Decisions by other counties made it more difficult for the midway operators, North American Midway Entertainment, to commit to providing entertainment in Kosciusko County since they depend on other nearby shows as part of their annual summer tour.
Fair board officials, though, admitted that other factors led to the decision, many of which boiled down to public safety.
4-H leaders, under the direction of Purdue Extension, had scaled back operations over concerns with social distancing; The livestock shows were altered significantly and moved up a week; sponsorships had plummeted and food vendors expressed concerns that circumstances beyond their control could lead to being shut down.
Afterward, board president Shane Checketts offered a statement.
“This was not an easy decision,” Checketts said. “I know there’s a lot of people out there who want to see a fair. I know there’s a lot of people who want to see normalcy. I know there’s a lot of people who want something to do. And I would agree with all of them, but at the same time, this decision was made with respect to is it the right thing to do?”
“Is it right for the community? Is it right for any of the vendors coming in that could be exposed? We don’t want exposure to start at the fairgrounds,” he said.
“With the lack of a carnival and 4-H, it would be a challenge to produce a fair that is eventful enough to draw in patrons,” Checketts said during the meeting.
Checketts said they will look at alternative plans that could involve some of the grandstand events, which had included a monster truck show, a demolition derby and a rodeo.
The board will need to schedule a meeting to look into those options, he said.
Fair leaders on Monday had met with Warsaw Mayor Joe Thallemer to review plans and see where he stood on the issue.
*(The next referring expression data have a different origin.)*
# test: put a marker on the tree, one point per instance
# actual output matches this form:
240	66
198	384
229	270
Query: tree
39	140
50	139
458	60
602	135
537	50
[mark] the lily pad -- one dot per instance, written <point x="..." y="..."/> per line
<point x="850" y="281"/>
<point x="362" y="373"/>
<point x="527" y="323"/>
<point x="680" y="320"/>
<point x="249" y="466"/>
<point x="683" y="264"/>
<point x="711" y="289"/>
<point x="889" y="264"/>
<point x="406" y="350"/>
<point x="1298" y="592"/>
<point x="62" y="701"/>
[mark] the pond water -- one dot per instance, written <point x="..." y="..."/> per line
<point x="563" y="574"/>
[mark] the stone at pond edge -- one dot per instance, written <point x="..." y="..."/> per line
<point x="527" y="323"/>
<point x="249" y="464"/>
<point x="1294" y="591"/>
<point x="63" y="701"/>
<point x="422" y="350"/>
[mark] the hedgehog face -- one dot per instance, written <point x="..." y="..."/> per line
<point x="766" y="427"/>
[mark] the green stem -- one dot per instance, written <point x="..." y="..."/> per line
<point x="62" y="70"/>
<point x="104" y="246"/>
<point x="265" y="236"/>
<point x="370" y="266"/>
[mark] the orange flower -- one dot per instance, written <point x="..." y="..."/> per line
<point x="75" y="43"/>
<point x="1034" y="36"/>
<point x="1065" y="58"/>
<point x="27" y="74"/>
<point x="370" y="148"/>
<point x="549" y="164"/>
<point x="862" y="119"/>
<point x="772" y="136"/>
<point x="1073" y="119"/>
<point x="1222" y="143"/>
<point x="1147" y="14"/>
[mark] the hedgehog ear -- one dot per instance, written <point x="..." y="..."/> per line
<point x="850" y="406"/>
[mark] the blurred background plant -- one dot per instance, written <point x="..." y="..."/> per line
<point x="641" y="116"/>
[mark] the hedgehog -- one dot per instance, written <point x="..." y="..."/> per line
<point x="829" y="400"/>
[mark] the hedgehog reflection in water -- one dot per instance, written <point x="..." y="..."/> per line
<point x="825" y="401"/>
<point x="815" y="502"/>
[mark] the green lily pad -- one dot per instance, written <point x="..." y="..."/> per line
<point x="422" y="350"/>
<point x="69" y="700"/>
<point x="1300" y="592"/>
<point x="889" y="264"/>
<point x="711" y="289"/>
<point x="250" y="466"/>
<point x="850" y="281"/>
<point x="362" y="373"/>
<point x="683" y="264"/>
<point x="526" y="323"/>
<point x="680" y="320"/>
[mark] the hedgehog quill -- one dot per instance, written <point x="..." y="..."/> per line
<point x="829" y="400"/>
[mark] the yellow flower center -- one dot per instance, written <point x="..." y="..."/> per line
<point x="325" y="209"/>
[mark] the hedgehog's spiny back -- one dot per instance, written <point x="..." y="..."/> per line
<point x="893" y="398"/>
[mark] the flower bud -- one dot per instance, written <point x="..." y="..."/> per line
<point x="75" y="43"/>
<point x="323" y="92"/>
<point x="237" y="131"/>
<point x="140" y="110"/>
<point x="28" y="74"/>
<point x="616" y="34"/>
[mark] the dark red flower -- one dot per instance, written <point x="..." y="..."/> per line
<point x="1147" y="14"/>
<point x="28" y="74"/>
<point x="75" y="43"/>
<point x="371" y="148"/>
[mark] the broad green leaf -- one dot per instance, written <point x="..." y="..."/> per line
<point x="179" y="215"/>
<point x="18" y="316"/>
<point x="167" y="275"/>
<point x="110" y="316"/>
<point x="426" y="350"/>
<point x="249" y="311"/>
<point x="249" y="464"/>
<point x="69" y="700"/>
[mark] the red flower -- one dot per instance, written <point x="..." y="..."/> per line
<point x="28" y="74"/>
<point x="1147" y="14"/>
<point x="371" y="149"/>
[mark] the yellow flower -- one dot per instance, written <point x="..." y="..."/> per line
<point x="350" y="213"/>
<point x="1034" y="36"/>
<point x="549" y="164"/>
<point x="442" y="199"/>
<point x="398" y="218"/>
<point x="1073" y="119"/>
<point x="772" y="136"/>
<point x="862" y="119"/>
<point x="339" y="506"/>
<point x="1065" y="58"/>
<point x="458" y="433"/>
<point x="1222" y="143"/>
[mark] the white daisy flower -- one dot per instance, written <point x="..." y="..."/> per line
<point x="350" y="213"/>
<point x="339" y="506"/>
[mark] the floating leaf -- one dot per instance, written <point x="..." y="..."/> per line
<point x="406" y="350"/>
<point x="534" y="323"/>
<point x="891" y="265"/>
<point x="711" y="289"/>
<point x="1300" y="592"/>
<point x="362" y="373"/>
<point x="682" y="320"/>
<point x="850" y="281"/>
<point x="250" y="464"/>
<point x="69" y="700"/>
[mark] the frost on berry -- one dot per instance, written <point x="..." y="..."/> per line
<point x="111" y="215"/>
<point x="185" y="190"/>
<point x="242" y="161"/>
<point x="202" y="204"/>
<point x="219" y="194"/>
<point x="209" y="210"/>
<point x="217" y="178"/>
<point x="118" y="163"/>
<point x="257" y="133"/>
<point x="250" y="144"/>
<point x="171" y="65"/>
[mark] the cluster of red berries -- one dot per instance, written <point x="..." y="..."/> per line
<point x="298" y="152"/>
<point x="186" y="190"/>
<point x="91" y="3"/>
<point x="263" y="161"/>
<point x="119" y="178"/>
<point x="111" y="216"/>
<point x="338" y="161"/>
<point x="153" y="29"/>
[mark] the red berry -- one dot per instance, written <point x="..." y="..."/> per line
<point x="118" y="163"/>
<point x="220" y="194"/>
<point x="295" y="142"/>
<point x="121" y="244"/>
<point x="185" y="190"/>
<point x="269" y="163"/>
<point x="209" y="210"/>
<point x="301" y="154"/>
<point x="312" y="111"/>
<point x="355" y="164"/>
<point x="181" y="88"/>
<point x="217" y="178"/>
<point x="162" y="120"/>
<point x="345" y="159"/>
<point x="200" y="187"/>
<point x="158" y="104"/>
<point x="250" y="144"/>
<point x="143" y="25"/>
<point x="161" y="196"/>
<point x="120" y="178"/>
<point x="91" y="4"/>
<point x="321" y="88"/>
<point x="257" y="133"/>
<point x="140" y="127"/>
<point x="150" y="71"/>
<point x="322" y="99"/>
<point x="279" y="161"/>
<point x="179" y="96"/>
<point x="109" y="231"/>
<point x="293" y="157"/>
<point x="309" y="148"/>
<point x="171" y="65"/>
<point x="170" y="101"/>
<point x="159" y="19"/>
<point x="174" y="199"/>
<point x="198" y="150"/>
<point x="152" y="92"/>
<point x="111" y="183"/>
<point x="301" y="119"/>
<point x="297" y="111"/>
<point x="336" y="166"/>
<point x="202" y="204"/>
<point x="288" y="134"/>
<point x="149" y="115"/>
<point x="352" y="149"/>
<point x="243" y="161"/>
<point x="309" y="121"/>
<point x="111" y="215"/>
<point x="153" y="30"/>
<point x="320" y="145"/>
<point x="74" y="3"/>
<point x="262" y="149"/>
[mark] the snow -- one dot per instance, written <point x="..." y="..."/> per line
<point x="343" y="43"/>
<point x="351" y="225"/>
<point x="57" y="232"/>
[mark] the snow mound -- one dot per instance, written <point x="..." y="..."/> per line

Checketts said Thallemer declined to say whether the they should go ahead, saying that decision is in the hands of the fair board.
The board had also planned to seek input from the Kosciusko County Health Department on Wednesday.
Checketts said he learned of the Midway’s decision earlier Monday.
Checketts prodded the board into the discussion as many seemed resistant to even bring up the idea of cancelling the fair until board member Ann Wiesehan spoke via an internet connection. She said she didn’t think there was enough entertainment to bring in a crowd, pointing out that many are still leery of going out into public and that they could not guarantee a safe environment.
Officials spent the last several weeks developing a long list of safety protocols, which would have also driven up costs.
Despite the efforts, officials conceded that maintaining social distancing would be difficult.
“I don’t think there’s any way we can keep people safe here,” said board member Kevin Harris. “It would be just a giant error on our part.”
Editor’s note: This story has been updated to correct the name of the midway operator.